Does nuBuilder have "field level access restrictions feature"? Topic is solved

[rich3art]

Hi,

I have been studying nubuilder for a few days now and cant seem to find this feature:

I want to not only restrict access to the entire table to a certain user but also want to restrict access to a certain field within that table aswell.

For example, lets say you have a law firm and each employee can log in and submit documents enter data etc (on a table) but then the management (not me as a super admin/user but another user higher than employee) is the only one that has access to a certain field in that table and the employees can "read only" that field but the management can change that field to example "will receive promotion this month" as an example.

I hope this feature is already in nubuilder and if not what will be the easiest way for me to implement this with or without code (hopefully the most secure way)

Any help and guidance is much appreciated

Kind Regards,
Richard

[kev1n]

Hi,

Can this topic be moved to the general forum or is it somehow related to reports?

[rich3art]

Hi Kevin, sure yes it can be moved sorry

[kev1n]

Access can be restricted on the client side (with JavaScript), but this is not secure and can be easily bypassed.
That is why I recommend using PHP to make sure that the specific field has not been changed by an unauthorised person. I can provide an example if you wish.

[rich3art]

Yes please I would love an example and how and where to I then add the PHP to prevent this access per field?

[kev1n]

I've prepared an example:

In the form's Custom Code, disable the field in question (in this example my_field) with JavaScript:

Code: Select all

// If the Access Level Code does not equal to "Management", disable "my_field":
if (nuAccessLevelCode() != 'Management') {
	nuDisable('my_field');
}

In the BS (Before Save) PHP event, check if the value of the field in question has been modified by an unauthorised person/Access Level.

Code: Select all

// The function dbGetValue() retrieves the original value from the table, before the record is saved
function dbGetValue($tableName, $primaryKey, $recordId, $columnName) {
	$select = "SELECT `$columnName` FROM `$tableName` WHERE `$primaryKey` = ?";
	$result = nuRunQuery($select, array($recordId));
	$arr = db_fetch_array($result);
	return $arr[$columnName];
}

// Replace my_table with your table name, my_table_primary_key with your table's primary key and my_field with your object id.
$orgValue = dbGetValue('my_table', 'my_table_primary_key', '#RECORD_ID#', 'my_field');
$newValue ='#my_field#';

// Compare the original value with the new value and disallow saving, if the field has been changed/manipulated by an Access Level code other than "Management".

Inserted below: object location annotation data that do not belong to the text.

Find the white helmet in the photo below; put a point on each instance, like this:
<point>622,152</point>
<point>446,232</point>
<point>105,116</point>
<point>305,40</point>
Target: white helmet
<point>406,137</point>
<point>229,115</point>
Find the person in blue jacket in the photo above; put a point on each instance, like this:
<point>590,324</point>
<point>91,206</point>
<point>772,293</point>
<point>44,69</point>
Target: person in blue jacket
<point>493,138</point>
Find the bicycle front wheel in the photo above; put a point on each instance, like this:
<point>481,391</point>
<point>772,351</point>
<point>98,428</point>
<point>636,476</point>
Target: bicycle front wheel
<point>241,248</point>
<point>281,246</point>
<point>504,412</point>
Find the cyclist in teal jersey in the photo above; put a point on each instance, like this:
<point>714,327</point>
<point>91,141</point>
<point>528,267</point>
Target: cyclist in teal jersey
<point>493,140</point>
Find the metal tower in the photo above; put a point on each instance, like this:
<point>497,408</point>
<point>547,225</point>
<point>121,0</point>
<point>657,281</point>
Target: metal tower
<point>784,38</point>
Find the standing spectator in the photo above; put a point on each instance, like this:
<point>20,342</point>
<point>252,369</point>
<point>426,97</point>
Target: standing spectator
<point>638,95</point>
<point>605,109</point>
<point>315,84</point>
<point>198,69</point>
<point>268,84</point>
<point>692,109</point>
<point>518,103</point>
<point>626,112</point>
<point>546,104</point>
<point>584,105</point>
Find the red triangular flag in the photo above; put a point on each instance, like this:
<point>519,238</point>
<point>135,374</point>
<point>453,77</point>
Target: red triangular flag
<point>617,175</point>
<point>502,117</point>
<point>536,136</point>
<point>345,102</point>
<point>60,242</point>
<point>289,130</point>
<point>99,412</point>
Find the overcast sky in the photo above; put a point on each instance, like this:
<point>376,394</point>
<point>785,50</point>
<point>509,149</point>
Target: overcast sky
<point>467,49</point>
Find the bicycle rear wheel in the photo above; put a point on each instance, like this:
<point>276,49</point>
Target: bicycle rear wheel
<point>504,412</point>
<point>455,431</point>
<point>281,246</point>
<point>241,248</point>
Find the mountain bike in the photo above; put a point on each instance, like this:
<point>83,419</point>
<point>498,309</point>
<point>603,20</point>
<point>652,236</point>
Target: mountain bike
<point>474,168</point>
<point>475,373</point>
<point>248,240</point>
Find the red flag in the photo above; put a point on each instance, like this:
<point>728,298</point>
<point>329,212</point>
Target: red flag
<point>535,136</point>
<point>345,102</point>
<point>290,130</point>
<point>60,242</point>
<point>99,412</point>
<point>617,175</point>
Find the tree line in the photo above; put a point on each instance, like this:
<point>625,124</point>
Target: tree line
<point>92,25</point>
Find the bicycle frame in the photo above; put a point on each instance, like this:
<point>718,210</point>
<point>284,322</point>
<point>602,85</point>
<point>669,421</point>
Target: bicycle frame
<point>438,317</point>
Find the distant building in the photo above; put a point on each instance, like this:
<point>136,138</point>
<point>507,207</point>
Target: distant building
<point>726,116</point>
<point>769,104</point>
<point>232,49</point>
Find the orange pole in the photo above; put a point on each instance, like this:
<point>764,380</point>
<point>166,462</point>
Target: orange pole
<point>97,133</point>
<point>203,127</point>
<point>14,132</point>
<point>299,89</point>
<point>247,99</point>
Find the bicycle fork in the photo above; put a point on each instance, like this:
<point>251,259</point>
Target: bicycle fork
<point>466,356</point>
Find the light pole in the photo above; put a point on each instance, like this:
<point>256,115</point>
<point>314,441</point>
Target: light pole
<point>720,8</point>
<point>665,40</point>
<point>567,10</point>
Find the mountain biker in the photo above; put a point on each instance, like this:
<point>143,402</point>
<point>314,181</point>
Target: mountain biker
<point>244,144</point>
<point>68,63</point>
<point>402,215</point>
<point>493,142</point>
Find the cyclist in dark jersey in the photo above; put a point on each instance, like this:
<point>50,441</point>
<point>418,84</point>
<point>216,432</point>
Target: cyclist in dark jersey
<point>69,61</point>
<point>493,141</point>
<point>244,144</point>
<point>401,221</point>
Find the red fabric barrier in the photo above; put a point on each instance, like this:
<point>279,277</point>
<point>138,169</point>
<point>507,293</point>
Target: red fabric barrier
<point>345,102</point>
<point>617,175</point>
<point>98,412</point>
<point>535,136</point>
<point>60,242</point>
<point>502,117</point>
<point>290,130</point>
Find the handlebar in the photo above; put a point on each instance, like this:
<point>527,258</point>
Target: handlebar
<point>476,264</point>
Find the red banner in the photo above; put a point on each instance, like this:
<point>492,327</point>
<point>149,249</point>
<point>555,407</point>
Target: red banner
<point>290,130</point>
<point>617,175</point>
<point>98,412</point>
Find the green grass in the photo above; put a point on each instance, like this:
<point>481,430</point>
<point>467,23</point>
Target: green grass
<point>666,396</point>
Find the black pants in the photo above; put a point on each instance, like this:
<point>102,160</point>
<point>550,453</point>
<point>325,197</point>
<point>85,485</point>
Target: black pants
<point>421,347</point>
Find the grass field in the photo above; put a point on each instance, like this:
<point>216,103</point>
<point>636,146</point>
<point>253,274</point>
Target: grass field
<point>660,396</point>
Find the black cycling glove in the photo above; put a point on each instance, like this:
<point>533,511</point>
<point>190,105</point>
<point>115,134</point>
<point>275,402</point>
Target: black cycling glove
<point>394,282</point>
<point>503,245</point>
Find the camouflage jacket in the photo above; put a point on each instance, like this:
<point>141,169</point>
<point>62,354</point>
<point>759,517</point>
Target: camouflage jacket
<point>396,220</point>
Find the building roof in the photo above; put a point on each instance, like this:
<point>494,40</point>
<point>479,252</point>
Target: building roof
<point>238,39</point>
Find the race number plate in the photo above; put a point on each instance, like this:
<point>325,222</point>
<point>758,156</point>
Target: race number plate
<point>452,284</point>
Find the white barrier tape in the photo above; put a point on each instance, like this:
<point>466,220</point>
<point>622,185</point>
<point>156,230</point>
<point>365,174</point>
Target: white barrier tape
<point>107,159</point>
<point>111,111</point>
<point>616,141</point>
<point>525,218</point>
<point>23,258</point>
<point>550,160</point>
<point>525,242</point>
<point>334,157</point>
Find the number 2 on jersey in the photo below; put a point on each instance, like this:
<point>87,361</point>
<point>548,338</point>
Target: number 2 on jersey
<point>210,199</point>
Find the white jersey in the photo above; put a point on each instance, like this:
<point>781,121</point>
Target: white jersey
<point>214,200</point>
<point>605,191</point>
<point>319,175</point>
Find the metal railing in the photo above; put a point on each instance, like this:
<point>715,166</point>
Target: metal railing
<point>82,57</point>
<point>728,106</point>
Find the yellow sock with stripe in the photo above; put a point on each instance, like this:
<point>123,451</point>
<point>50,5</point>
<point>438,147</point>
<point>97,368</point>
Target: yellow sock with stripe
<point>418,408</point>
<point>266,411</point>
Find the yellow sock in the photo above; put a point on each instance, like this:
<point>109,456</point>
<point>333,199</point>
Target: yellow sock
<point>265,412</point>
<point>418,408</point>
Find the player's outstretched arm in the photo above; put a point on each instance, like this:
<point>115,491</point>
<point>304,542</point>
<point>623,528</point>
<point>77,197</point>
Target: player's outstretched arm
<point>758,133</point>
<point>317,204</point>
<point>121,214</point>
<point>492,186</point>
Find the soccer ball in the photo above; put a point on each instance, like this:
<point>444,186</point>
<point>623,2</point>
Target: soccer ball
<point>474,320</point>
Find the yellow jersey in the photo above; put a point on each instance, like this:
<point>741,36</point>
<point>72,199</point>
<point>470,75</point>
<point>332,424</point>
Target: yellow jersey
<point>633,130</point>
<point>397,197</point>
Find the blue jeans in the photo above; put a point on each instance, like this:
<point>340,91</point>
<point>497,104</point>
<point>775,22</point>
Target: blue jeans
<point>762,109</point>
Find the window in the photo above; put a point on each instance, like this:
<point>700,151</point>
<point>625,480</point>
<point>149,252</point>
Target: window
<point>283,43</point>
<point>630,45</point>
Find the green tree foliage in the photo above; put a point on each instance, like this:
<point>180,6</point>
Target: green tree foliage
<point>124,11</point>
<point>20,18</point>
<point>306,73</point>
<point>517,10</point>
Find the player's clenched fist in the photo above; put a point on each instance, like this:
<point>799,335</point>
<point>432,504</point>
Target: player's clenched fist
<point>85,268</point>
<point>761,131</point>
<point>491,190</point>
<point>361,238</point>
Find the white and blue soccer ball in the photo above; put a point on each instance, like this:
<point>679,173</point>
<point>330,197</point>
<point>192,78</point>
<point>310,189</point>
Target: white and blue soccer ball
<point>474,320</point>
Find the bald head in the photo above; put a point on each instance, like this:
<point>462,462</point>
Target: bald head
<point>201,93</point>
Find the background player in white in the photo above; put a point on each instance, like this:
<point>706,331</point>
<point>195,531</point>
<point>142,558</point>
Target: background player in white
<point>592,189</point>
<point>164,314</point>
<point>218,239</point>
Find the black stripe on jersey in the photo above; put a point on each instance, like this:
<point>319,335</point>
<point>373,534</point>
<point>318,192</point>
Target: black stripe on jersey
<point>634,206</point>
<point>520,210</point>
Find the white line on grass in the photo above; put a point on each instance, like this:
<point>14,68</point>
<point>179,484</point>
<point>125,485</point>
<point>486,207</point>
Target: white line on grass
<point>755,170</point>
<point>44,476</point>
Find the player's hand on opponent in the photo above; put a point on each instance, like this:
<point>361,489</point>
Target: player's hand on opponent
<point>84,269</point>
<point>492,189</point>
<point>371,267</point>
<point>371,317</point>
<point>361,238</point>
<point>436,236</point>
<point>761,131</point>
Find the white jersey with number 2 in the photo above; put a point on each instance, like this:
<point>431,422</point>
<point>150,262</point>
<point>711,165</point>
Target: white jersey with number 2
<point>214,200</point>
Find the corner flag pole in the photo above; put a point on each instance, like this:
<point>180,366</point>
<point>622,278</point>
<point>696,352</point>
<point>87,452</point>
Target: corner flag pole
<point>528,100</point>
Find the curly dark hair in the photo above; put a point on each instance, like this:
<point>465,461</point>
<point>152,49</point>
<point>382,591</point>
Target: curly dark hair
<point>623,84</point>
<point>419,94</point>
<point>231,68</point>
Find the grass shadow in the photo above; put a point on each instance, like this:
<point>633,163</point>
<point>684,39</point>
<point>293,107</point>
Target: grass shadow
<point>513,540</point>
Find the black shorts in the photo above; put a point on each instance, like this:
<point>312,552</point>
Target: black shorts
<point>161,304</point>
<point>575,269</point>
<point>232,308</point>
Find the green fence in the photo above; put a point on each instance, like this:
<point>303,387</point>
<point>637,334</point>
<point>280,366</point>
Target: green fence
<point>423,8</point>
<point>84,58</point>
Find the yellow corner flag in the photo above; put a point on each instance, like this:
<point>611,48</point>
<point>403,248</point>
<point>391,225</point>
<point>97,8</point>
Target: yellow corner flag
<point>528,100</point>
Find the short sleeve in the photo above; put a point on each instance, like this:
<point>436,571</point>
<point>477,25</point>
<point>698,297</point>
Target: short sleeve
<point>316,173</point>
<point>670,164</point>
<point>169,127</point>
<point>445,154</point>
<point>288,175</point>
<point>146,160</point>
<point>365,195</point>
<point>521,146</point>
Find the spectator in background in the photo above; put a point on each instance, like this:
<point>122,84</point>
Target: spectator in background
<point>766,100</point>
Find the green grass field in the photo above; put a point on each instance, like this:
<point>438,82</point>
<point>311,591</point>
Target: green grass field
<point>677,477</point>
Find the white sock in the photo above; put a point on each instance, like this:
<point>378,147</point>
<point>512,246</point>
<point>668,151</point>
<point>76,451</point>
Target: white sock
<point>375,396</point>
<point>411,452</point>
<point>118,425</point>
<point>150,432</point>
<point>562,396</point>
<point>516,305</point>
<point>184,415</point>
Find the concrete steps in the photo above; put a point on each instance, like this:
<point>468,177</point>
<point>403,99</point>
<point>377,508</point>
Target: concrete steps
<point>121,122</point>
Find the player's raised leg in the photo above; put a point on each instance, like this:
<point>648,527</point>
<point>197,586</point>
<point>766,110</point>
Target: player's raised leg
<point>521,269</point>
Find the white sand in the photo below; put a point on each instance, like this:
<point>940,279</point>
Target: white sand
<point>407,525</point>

if ($orgValue != '#my_field#' && '#ACCESS_LEVEL_CODE#' !== 'Management') {
   nuDisplayError('It is not permitted to modify the field xyz...');
}

[rich3art]

Wow awesome thanks Kevin, Im going to give it a try and Il update you if I have any further question.

[kev1n]

Small correction: It' the BS (Before Save) event, not BE of course.

[rich3art]

Oky I understand, but with that said can I not make it in the BE event so it will even prevent it from being edited?

[kev1n]

Well you could but as I mentioned this can be easily bypassed if you know how.